Posted: September 28, 2014
I loved my first playthrough - it was eerie, tense, fresh, and fun. I hoarded coins, I explored every nook, and I took in every giant texel of the environment. I dealt with the enemies carefully, and triumphantly beat the first stage. I was in love.
Then I died and respawned. At that point, I realized that the elements I'd loved so much were not appealing upon replay. I understood how the monsters operated, I knew what the sound cues meant, I had figured out how many bullets I needed, and how far away from monsters I could be before they noticed me. I'd "gotten" the game in under half an hour of gameplay, and afterwards the whole veneer of tension and horror fell away, revealing a game that's still tough and can be fun, but has none of the thrill that I experienced before I could predict its every move.

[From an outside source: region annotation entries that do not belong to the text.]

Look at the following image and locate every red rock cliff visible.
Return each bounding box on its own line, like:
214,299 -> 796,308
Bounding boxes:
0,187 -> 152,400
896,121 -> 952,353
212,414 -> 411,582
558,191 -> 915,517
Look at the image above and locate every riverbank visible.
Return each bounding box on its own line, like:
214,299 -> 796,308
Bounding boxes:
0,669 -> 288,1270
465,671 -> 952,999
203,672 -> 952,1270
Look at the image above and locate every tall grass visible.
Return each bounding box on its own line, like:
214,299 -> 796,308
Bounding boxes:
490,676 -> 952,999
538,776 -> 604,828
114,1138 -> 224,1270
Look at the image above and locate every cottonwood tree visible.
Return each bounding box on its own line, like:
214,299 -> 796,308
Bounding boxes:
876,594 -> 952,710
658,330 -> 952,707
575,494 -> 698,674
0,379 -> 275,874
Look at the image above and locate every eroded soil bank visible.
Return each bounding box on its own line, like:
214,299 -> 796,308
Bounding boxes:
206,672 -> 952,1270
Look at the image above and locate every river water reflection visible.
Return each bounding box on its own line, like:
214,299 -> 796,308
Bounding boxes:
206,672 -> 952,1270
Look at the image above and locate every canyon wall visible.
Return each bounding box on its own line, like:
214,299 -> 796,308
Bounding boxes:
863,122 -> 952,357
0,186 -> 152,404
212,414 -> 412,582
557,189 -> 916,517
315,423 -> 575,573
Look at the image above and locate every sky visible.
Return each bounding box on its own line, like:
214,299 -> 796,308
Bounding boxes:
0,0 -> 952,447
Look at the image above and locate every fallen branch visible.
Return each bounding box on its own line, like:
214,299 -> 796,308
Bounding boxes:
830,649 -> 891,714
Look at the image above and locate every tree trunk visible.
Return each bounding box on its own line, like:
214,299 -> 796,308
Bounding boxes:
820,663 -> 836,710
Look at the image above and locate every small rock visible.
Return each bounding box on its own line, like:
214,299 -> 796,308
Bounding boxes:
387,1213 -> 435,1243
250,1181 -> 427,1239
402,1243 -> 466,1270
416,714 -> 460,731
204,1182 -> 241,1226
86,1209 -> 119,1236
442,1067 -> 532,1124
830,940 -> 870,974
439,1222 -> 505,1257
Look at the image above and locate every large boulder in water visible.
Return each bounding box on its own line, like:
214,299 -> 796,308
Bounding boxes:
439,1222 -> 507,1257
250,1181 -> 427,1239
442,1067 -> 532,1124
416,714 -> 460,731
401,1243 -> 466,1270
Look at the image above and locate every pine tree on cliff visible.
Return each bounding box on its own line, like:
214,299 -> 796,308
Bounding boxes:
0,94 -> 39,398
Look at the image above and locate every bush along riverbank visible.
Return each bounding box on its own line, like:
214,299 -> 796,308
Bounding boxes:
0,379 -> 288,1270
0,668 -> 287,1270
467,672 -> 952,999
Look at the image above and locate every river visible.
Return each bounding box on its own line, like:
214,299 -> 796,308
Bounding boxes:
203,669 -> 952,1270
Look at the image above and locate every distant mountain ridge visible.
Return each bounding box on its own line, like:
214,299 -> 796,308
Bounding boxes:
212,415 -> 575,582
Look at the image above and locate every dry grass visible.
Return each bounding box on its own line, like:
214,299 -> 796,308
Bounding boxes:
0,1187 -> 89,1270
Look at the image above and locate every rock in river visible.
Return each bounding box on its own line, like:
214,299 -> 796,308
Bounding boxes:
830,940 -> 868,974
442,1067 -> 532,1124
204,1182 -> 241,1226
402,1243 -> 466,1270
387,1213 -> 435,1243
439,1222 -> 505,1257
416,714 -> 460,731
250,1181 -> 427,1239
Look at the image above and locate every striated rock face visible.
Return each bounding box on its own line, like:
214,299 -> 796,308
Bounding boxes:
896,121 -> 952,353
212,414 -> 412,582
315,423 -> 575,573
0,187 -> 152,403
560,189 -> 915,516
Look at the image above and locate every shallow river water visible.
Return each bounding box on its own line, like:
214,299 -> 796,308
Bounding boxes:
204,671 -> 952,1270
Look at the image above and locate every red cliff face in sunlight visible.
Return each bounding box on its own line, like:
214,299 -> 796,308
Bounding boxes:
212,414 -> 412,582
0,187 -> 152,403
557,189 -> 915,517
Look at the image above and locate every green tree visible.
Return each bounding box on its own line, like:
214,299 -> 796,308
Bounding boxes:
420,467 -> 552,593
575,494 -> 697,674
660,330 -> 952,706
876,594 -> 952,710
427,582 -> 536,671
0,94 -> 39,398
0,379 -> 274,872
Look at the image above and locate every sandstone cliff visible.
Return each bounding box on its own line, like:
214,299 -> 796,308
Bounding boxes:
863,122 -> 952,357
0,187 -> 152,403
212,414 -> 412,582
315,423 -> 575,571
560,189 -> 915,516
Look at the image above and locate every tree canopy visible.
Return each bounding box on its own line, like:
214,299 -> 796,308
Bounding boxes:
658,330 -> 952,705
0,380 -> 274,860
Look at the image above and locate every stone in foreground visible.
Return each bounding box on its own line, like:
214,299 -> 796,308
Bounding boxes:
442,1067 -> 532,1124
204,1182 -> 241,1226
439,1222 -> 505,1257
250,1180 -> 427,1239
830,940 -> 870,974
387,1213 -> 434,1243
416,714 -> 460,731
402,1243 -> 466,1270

Worse, the enemies have no apparent otherworldliness other than their appearance. When I think of horrifying things, I imagine creatures or forces which aren't predictable. These threats are very predictable - they don't vanish around corners, they don't change the environment without your consent, they don't even do much with their wandering/patrolling routes. To make this game effective, it needs to keep you from fully understanding the enemy - but it doesn't. It's the same one-track-minded stateful AI that's plagued games for 20+ years. Even the more interesting enemies (like the statue) follow very strict rules. The game falls into the tedium being too predictable, and offering punishments to the player for not predicting it - when this could have been a game that broke the mold.
The game is also not well served by being permadeath. Permadeath only works when you give the player some reason to replay. Maybe you let them play different classes, or pick different abilities, or try out new unlocks they got last playthrough, give them a new goal to chase, or even just give them a persistent gold storage that they can buy useful items from. This game doesn't do any of that. The store is limp and useless, and a replay just feels like rehashing what you've already accomplished - rather than picking up again with determination.
Ultimately the game is competently made, it has good generation, some fun textures, a neat premise, and a good opening. It's technologically solid and ticks all the boxes for a good game. But the gameplay melts in your hands - the longer you examine it, the less solid the it feels.